А дальше чудеса были, как в ускоренном фильме, — чудо, чудо, чудо на каждом шагу чудо. Страшно рассказывать, страшно вспоминать, но это было так.

И вот я перехожу вокзальную площадь... А переходя ее, я все время встречала на себе взгляды «этих типов». Понимаете, ночью тебе не то что негде спать, а ты не можешь остановиться, потому что как только ты остановишься, к тебе подойдет либо бандит, либо представитель власти. Поэтому надо все время идти. Перехожу я площадь и думаю, что же мне делать? Вдруг я встречаю то ли полукореянку, то ли узбечку, но по-русски она говорила хорошо. И она меня спрашивает: «Девушка, Вам не надо билета на Москву на сегодня?» Ну, как это назвать, как не чудом?! Она купила билет, но ехать не может: у нее заболела мама.

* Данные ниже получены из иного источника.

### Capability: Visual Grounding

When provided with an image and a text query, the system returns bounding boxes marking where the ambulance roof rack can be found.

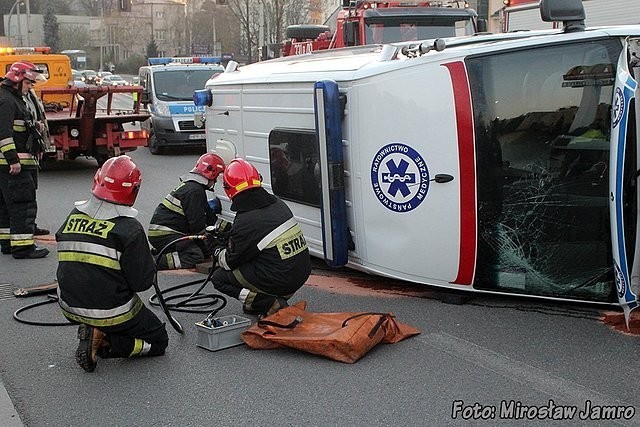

Правда, билет был не до Москвы, а только до Кзыл-Орды, но на московский поезд. Она предложила подойти со мной к администратору подтвердить подлинность и цену билета и сказала, что поезд переполнен, но я имею право купить от Кзыл-Орды на свое место билет до Москвы. А дальше оказалось, что (но это во всем мире так, и во Франции, только тогда я этого не знала!) если ты берешь билет Ташкент-Москва, то это одна сумма, а если из Ташкента до Кзыл-Орды, а потом из Кзыл-Орды до Москвы, то другая, гораздо большая. И когда в Кзыл-Орде я пошла в кассу, мне назвали сумму, которой у меня не было. Час за часом, минута за минутой... все окончилось угольным ящиком в тамбуре вагона.

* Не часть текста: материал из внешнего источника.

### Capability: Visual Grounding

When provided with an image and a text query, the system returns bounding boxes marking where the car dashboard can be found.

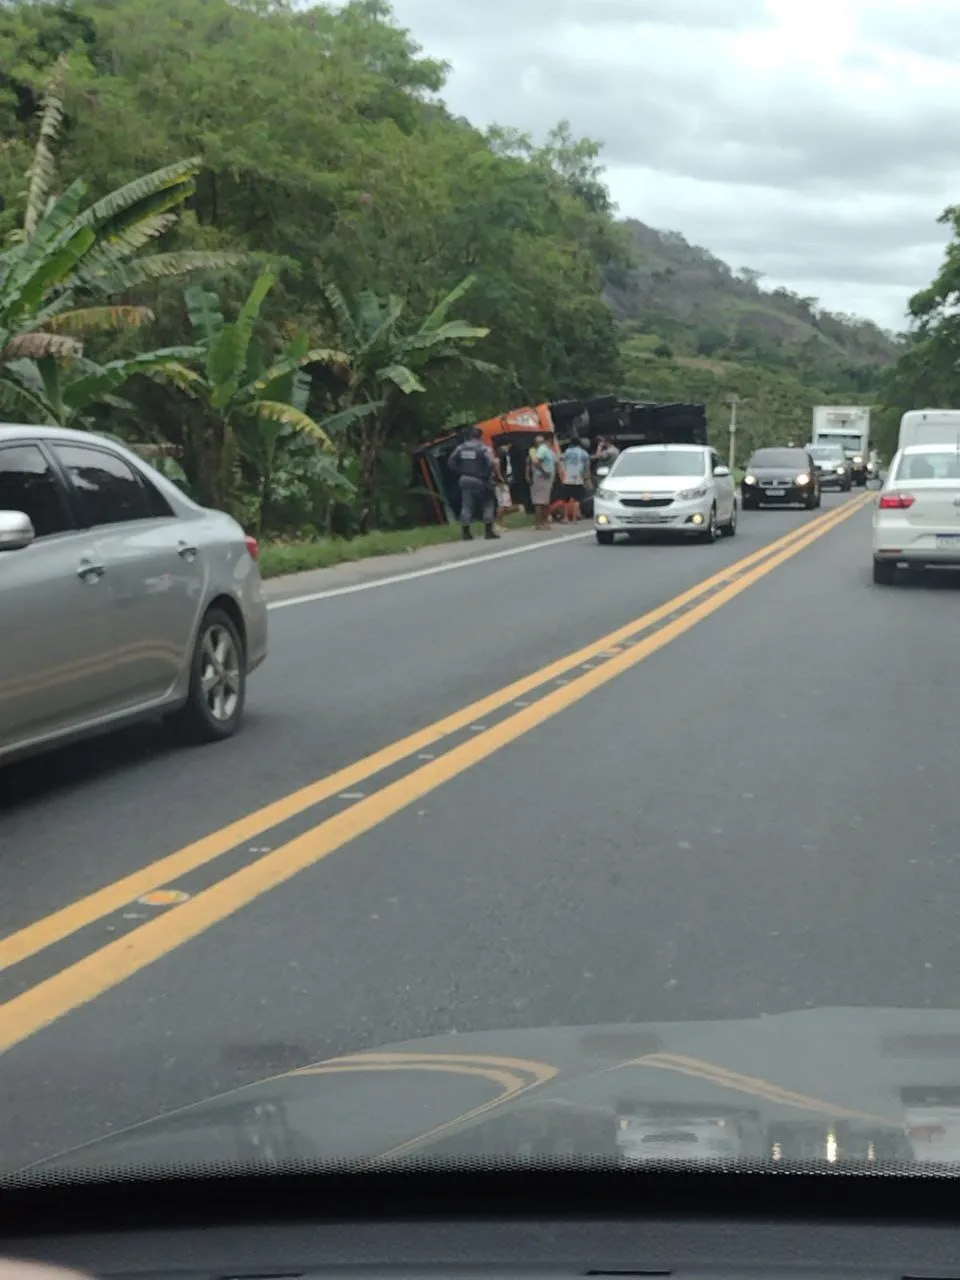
[5,1171,960,1280]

Матушка Магдалина, но в результате всех этих перипетий вы добрались до Москвы?

— Да, я добралась до Москвы. Но через что я прошла! Приехала вечером. Когда у меня спрашивали: «Куда Вы идете?», я говорила, что у меня в Москве живет брат. А брат Сашка на самом деле жил где-то в Москве или около Москвы. Я не знала ни одной улицы, даже не слышала такого словосочетания «улица Горького». Знала одно — «Бауманский переулок», и когда спрашивали, говорила: «Он живет в Бауманском переулке».

Так это же улица, на которой жил митрополит Николай!

— Да, Бауманский переулок, 6. Я доехала до метро «Бауманская» и пошла к Бауманскому переулку. Но, конечно, прошла мимо дома владыки, потому что уже был вечер. Надо было дождаться утра. Очень много событий произошло в ту ночь... А на следующий день я отправилась в Новодевичий монастырь, где принимал митрополит Николай. И там мне его секретарь сказал, что сегодня вечером владыка уезжает в Сочи. Но обещал передать ему. А в приемной сидели надеющиеся на встречу с ним архиереи, священники, то есть было понятно, что наша встреча может состояться уже после возвращения владыки.

Я только назвала свою фамилию и сказала, что пришла по личному делу. «По личному делу, детка?» Но, к удивлению секретаря, владыка сказал, что меня примет, и велел подождать. И владыка меня принял. И когда я вошла к нему в кабинет, он распахнул руки, прижал меня к себе и говорит: «Оленька-Оленька, что же ты наделала, что же ты натворила... У меня ведь был на вчерашний день уже куплен билет. И если бы не сегодняшняя очень важная встреча в Кремле, я бы вчера уехал. И что бы ты тогда делала?»

Я ничего не говорила. Даже не плакала. Только думала: «Если бы Вы знали, через сколько смертей я прошла... Ну, было бы одной смертью больше». Конечно, если бы он уехал накануне, то была бы смерть нам всем. Он продолжал: «Выросла как! Ну, расскажи, как вы живете». Я рассказала, что дедушка умер, мама больна, что в помощи нуждаются трое детей. Вот если бы разыскать нашего отца! Но его, наверное, арестовали, и где он, нам неизвестно. Владыка записал все данные, обещал лично говорить с каким-то очень влиятельным человеком — не помню его фамилии. «У меня здесь денег нет, Оленька. Ты иди ко мне домой, я позвоню матери Дарье, она тебе даст». Я говорю: «Да мне не надо, мне только долг вернуть владыке Ермогену». «Ну, с владыкой Ермогеном мы разберемся!» — отвечает. Он сразу выслал ему деньги. А мне дал небольшую сумму, а остальное обещал отправить маме. После этого велел спокойно ехать, а если что-то случится — сразу дать ему телеграмму. На дорогу митрополит Николай меня благословил. И дальше были многие чудеса, но уже другого порядка.